Sorry today's blog is so short. Despite my procrastination in the last few hours it has been a long day, my brain is slightly fizzled. Night night.

Sunday, 5 December 2010

BEDiD 5: The Future

I must apologise to any musicians out there for my post yesterday. I had no idea that Spotify was such a shit deal! I had my views put right by Dave from Blue Skies and my guilt about not being able to afford real music is freshly restored. In retrospect, everyone buy physical or from iTunes, Dave linked a pretty chart in the comments yesterday that explains the best way to benefit the artist quite well.

This blog is as much for me as it is for you, it's a nice place to put down my thoughts and look back at them later (I have been doing it with a couple of my blog posts from years back, it's interesting to see how terrible my spelling is without Chrome auto-checking). I have been thinking a lot about my future recently, what I am going to do after I graduate in summer 2012, and what the hell I am going to do with my life.

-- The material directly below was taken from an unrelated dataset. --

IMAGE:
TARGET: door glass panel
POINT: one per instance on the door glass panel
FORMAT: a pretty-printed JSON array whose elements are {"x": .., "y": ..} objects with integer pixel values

I, like a lot of people, change my mind a lot about what I want to do. Things like teaching and politics interest me, but they are things I might want to go into when I want to settle down in one place, I'm not ready to do that yet. In terms of teaching, I know I can do that and that I am good at it, it is always something I can fall back on. I also went through a phase of wanting to go into some kind of journalism, but I have had quite a few brushes with the industry that I haven't liked. I don't like the mentality of the industry and, no offence if you work in that sector, but I think journalism has a lot of less than nice people in it. I don't want to have to work with or for dickheads for the rest of my life. I don't take bullshit very well (excuse my French). YouTube and the online thing is always something fun that I would want to do, but let's be honest, I'm no Buck or Charlie. I'm not going to be able to make a living out of it. I do know it is a hobby I will always want to dip in and out of though.

At the moment I am weighing up two sectors that I might want to go into. Both require me to go on to further my education.

I have been toying with maybe doing a law conversion course and doing that. I think I would be good at it and it is something that will challenge me and make me feel like I am making a difference. I would want to go into something like human rights, international treaty or environmental law. All are incredibly competitive and the kind of thing most people who start out in law want to do. It is also a lot more study before I go into the real world. Between five to seven years before I head out into the real world. Downsides; I don't know if I am comfortable spending so much more time in school and spending that much more money on my education. I also worry about the fact the profession involves an awful lot of reading. I'm not severely dyslexic (I can at least spell it) but I do struggle reading and summarising long texts, especially ones with lots of terminology. I'm not sure if I would be up to the amount of intensive reading that the studying and profession would require.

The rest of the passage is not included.